Congratulations to first-year Craig Smith on his marriage to Gracie Green!
Congratulations to third-year Josh Kaplowitz and his wife Andrea on the birth of their daughter, Evelyn!
Thumbs up to the start of softball season. Crabcakes and softball, that’s what UVA Law does.
Thumbs up to school computer labs that have staples and staple removers, but no staplers. They are convenient for obtaining staples for use elsewhere and for removing staples from things brought from elsewhere, which is really all ANG wanted to do anyway.
Thumbs up to Flo, the Teeter sandwich lady. Her deli meat may be cold, but her smile is warm; her sandwiches may only fill ANG’s stomach, but her tender, loving care nourishes ANG’s soul.
Thumbs down to 1Ls who write excessively long LR&W memos—over twice the recommended length—that their Dillards and professors have to read. Brevity isn’t just the soul of wit; it’s also the soul of not being a giant pain in the ass.
Thumbs up to the return of bocce in Spies Garden. Now, when ANG lobs heavy objects at babies, ANG has an excuse.
Thumbs down to people who steal belongings out of students’ mailboxes. While ANG is unsure as to why ANG stores ANG’s One-A-Days in ANG’s mailbox, stealing the bottle is still a jackass thing to do.
Trains on time: Professor Hudson’s Trial Advocacy class has been getting out late repeatedly, and it’s supposed to end at 10 p.m..
Thumbs up to Daylight Savings Time starting early this year. ANG usually wakes up at 4 p.m., so ANG needs all the daylight ANG can get.
Thumbs down to 1Ls who wrote their name on journal tryouts. Somehow ANG doesn’t think you could have mastered the 1st Amendment if you couldn’t grasp the concept of blind grading.
Thunbs dwon to 75% of the Law Weekly staff for shoqwing up drunk to production this weejk. Whose going to proofreed the issue if everyones passed out??
J. Harrison: “You may have never lived in a place crass enough to have a dimmer switch. As a crude tool of seduction, it’s just one step removed from the Lava Lamp.”
G. Mitchell: [calls on a student’s mother sitting in on the class] “What was the basis for the objection?”
Mom: “Um, no comment.”
G. Mitchell: “You obviously don’t know the rules. If you could just be quiet on your way out, please.”
K. Abraham: “This point of law is very important to clients.
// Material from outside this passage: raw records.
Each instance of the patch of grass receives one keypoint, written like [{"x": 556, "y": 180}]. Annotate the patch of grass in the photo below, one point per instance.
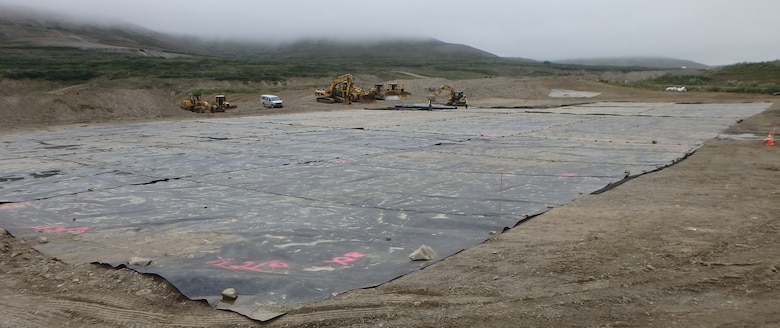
[{"x": 759, "y": 78}]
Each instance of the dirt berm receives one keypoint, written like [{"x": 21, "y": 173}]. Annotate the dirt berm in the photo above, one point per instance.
[{"x": 694, "y": 245}]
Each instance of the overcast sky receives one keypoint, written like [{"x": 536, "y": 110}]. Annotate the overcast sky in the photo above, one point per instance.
[{"x": 712, "y": 32}]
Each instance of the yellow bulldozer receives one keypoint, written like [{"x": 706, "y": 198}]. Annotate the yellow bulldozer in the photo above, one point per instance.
[
  {"x": 195, "y": 103},
  {"x": 342, "y": 89},
  {"x": 381, "y": 92},
  {"x": 221, "y": 104},
  {"x": 457, "y": 97}
]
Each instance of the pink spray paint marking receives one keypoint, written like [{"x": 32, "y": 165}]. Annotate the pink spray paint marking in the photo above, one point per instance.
[
  {"x": 265, "y": 267},
  {"x": 346, "y": 259}
]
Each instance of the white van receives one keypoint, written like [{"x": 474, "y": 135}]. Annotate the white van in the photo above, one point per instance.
[{"x": 271, "y": 101}]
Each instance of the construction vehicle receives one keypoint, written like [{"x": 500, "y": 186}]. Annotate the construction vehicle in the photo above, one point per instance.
[
  {"x": 393, "y": 89},
  {"x": 457, "y": 97},
  {"x": 342, "y": 89},
  {"x": 221, "y": 104},
  {"x": 195, "y": 103}
]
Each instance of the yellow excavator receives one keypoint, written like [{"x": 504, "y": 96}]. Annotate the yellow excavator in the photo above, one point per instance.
[
  {"x": 457, "y": 97},
  {"x": 342, "y": 89},
  {"x": 195, "y": 103},
  {"x": 222, "y": 104},
  {"x": 393, "y": 89}
]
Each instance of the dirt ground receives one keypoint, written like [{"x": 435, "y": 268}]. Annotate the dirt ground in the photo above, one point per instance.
[{"x": 693, "y": 245}]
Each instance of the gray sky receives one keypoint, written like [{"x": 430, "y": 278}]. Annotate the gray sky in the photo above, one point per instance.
[{"x": 712, "y": 32}]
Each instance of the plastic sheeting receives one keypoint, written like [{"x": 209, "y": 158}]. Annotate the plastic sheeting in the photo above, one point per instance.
[{"x": 295, "y": 208}]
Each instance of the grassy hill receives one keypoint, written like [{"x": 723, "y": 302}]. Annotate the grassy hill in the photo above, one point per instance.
[{"x": 39, "y": 46}]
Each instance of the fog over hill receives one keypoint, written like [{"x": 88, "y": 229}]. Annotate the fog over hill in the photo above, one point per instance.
[
  {"x": 28, "y": 28},
  {"x": 652, "y": 62}
]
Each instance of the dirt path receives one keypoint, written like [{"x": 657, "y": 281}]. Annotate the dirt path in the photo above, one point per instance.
[{"x": 693, "y": 245}]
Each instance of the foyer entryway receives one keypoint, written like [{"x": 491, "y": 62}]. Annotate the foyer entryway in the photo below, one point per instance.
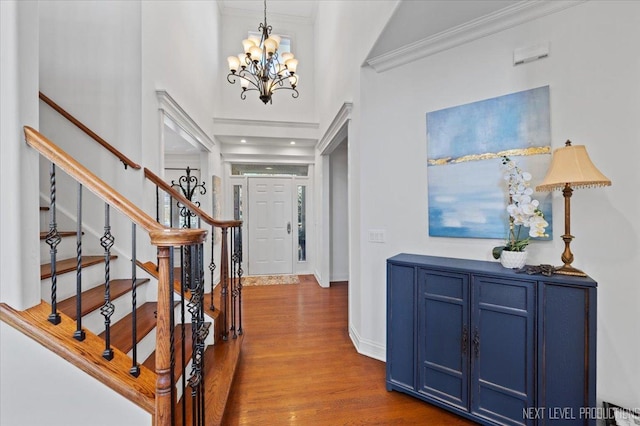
[{"x": 270, "y": 226}]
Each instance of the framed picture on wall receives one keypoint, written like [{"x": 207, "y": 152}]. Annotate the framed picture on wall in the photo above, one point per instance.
[
  {"x": 465, "y": 146},
  {"x": 216, "y": 205}
]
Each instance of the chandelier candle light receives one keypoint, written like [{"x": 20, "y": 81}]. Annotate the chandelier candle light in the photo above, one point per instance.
[
  {"x": 261, "y": 67},
  {"x": 571, "y": 168}
]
In fact, it paid for a wing in my house.”
K. Forde-Mazrui: “I learned [that every 1L section has a female professor] when I tried to trade classes once and they told me that I couldn’t. I said ‘But my name’s Kim! I’ve got a hyphenated last name! Everybody just assumes...’”
G. Mitchell: “This is for those of you who are going to be parents... that is, if you can find someone to have sex with you.”
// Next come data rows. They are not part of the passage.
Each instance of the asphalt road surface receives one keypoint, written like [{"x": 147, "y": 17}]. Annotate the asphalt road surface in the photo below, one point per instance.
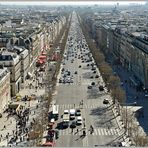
[{"x": 69, "y": 95}]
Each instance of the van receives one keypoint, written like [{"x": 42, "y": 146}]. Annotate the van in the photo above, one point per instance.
[
  {"x": 55, "y": 111},
  {"x": 72, "y": 114}
]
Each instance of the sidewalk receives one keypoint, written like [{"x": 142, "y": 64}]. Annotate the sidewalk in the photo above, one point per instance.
[
  {"x": 10, "y": 122},
  {"x": 131, "y": 93}
]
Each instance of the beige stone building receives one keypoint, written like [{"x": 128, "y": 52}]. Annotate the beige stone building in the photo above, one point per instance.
[
  {"x": 12, "y": 61},
  {"x": 4, "y": 88}
]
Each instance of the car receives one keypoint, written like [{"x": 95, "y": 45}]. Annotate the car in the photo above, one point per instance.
[
  {"x": 62, "y": 69},
  {"x": 76, "y": 72},
  {"x": 72, "y": 114},
  {"x": 73, "y": 124},
  {"x": 66, "y": 111},
  {"x": 78, "y": 112},
  {"x": 65, "y": 124},
  {"x": 93, "y": 68},
  {"x": 89, "y": 87},
  {"x": 96, "y": 76},
  {"x": 101, "y": 88},
  {"x": 79, "y": 120},
  {"x": 60, "y": 81},
  {"x": 105, "y": 101},
  {"x": 93, "y": 83}
]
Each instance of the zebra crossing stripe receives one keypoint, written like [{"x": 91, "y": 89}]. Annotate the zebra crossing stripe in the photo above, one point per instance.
[
  {"x": 116, "y": 133},
  {"x": 105, "y": 131},
  {"x": 95, "y": 131},
  {"x": 99, "y": 132},
  {"x": 112, "y": 132},
  {"x": 108, "y": 132}
]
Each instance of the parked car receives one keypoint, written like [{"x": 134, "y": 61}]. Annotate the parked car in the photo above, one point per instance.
[
  {"x": 93, "y": 83},
  {"x": 78, "y": 112},
  {"x": 76, "y": 72},
  {"x": 101, "y": 88},
  {"x": 105, "y": 101},
  {"x": 79, "y": 120},
  {"x": 73, "y": 124},
  {"x": 89, "y": 87}
]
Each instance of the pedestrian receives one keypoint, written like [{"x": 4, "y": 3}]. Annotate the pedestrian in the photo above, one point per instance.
[
  {"x": 4, "y": 127},
  {"x": 72, "y": 130},
  {"x": 84, "y": 125}
]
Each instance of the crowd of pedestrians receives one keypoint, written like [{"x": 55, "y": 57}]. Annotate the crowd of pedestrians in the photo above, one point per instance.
[{"x": 22, "y": 117}]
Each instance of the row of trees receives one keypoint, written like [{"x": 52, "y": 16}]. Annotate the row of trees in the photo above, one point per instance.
[
  {"x": 42, "y": 120},
  {"x": 111, "y": 80}
]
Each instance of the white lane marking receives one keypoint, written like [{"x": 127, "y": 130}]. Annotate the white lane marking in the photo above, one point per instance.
[
  {"x": 112, "y": 131},
  {"x": 105, "y": 131}
]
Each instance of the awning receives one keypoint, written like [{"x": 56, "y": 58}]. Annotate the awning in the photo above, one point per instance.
[
  {"x": 133, "y": 81},
  {"x": 134, "y": 109},
  {"x": 48, "y": 144},
  {"x": 29, "y": 74},
  {"x": 42, "y": 57},
  {"x": 44, "y": 53}
]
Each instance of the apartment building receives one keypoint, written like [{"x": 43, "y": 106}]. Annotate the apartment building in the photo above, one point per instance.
[
  {"x": 4, "y": 88},
  {"x": 12, "y": 61},
  {"x": 24, "y": 58}
]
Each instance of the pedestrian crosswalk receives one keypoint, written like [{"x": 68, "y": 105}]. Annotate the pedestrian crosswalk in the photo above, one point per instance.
[
  {"x": 69, "y": 106},
  {"x": 97, "y": 132}
]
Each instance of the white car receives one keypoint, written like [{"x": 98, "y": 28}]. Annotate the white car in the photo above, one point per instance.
[
  {"x": 66, "y": 111},
  {"x": 79, "y": 120},
  {"x": 78, "y": 112},
  {"x": 72, "y": 114}
]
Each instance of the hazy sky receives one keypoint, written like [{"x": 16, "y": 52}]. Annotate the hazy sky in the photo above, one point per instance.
[{"x": 77, "y": 2}]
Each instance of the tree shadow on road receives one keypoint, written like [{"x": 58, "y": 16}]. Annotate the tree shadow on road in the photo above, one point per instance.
[
  {"x": 115, "y": 140},
  {"x": 87, "y": 75}
]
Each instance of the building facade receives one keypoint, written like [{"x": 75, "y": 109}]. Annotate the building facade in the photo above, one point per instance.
[{"x": 4, "y": 88}]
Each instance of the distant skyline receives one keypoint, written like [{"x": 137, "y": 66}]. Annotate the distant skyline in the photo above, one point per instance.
[{"x": 71, "y": 2}]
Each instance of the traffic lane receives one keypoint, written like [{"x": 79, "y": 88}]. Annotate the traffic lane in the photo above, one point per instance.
[
  {"x": 97, "y": 141},
  {"x": 70, "y": 94},
  {"x": 69, "y": 141}
]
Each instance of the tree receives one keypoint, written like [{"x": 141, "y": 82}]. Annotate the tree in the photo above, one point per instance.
[
  {"x": 106, "y": 71},
  {"x": 113, "y": 82},
  {"x": 118, "y": 94}
]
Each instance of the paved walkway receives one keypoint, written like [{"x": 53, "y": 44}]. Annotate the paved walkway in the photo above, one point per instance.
[
  {"x": 10, "y": 123},
  {"x": 131, "y": 96}
]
D. Leslie: “If I were a judge, I would like to be reversed about a third of the time. That means I’m innovative…If I were never reversed, it would be like I wasn’t even there.”
J. Setear: [pointing to student with hand raised] Yes?
Student: I have a question.
J. Setear: Didn’t you read my faculty quote in the Law Weekly? If you raise your hand, I’m going to assume you have a question.